Following his return to Australia, Ohlstrom appeared on local vaudeville stages with Billy Mack in the popular equilibristic act "Vernon and Mack", while studying law at the University of Adelaide. There he played cricket for Adelaide University Cricket Club and founded the Adelaide University Baseball Club in 1922, captaining it until 1924. Ohlstrom gained a baseball Blue in 1923 and a cricket Blue in 1924.

Gaining a reputation as a bowler with great accuracy and the ability to significantly swing the ball, Ohlstrom's good form for University in Adelaide district cricket led to his selection in the 1923/24 South Australian training squad and following efforts including taking 8 wickets for 15 (8/15) against Glenelg Cricket Club, a district record for best bowling in an innings until surpassed by Brian Richardson's 8/14 in 1939, made his first-class debut for South Australia against New South Wales at Adelaide Oval on 14 December 1923.

Batting at no. 11, Ohlstrom made 1* and 3, and took 1/25. Ohlstrom is unique in first-class cricket for being dismissed hit wicket in his only completed innings and having a hit wicket as his only wicket.

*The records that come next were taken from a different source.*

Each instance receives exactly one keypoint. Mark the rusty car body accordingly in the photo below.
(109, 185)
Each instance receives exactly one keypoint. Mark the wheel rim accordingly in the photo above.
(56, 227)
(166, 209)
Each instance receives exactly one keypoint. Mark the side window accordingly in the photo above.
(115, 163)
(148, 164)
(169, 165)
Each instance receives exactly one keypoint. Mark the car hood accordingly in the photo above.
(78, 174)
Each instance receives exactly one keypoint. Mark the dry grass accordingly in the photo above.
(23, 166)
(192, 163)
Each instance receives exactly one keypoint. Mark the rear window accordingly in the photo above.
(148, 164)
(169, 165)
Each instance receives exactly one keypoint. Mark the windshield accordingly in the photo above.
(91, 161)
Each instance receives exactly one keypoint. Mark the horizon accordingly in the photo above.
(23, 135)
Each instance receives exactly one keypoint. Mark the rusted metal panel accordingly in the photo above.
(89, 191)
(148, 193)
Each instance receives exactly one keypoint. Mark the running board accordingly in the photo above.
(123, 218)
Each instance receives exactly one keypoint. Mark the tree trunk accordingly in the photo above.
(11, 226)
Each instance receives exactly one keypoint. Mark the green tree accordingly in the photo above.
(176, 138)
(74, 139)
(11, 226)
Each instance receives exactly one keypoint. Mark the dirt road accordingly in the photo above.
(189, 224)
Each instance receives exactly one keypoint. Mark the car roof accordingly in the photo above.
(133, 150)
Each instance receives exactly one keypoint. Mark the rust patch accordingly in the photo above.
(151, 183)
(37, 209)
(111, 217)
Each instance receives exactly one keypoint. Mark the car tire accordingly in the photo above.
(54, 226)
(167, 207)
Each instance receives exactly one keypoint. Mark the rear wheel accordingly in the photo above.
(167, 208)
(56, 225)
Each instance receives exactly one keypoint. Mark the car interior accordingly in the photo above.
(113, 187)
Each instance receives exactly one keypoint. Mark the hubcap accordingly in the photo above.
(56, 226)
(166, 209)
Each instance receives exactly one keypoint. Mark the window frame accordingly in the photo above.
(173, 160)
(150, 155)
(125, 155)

In baseball Ohlstrom represented South Australia from 1923 to 1935, as captain from 1927 to 1935, formed the Kensington Baseball Club in 1926, captaining it from 1926 to 1935, and was a state selector from 1927 to 1937. Described as "a light and joyous foot that between bases gives a brilliant exhibition that
even Pavlova might envy", in 1929 Ohlstrom was selected as vice-captain of the Australian team to play a visiting American side in Sydney but was unable to make the trip. Ohlstrom retired from baseball in 1936.

In 1930, Ohlstrom represented Baseball South Australia on the cross-sport committee to determine the sporting colours of any official South Australian sporting team (the committee chose red, gold and blue).

In recognition of Ohlstrom's service to baseball, teams in the South Australian Baseball League compete for the Ohlstrom Memorial Shield.

Ohlstrom was also a member of the Kensington Gardens Bowling Club and the Amateur Sports Club.

===Business and political career===
Following his university graduation, Ohlstrom worked as a solicitor, becoming a partner in Edmunds, Jessop, Ward, and Ohlstrom in 1932, which later became Jessop, Ward, Ohlstrom, and Mollison.

Ohlstrom joined the Liberal Federation (which later became the Liberal and Country League (LCL)) in 1929, Ohlstrom served as Vice-President of the LCLs Glen Osmond and Eastwood Branch and was elected to Burnside Council in 1935, representing the East Adelaide and Glen Osmond Ward.

Ohlstrom was, at various times, President of the
Australian Baseball Council, President and Secretary of the South Australian Baseball Association, President of the Glen Osmond Institute, President of the Parkside Branch of the Returned Soldiers' and Sailors' League (RSL), Secretary of the 32nd Battalion (AIF) Club, member of the Naval and Military Club, the Stock Exchange Club and the Amateur Sports Association.

===Personal life===
Ohlstrom became engaged to Leonore Haynes in September 1921 and were married on 3 December 1921 at St Francis Xavier's Cathedral in Adelaide.

Ohlstrom died aged 49 at an Adelaide private hospital on 10 June 1940, ten days after undergoing surgery. He was survived by Leonore.

In 1956 Leonore donated £300 to the University of Adelaide to establish an annual prize in German in memory of Ohlstrom. The Weimar-Ohlstrom Prize for German continues to be presented to the best Adelaide University student in German Studies.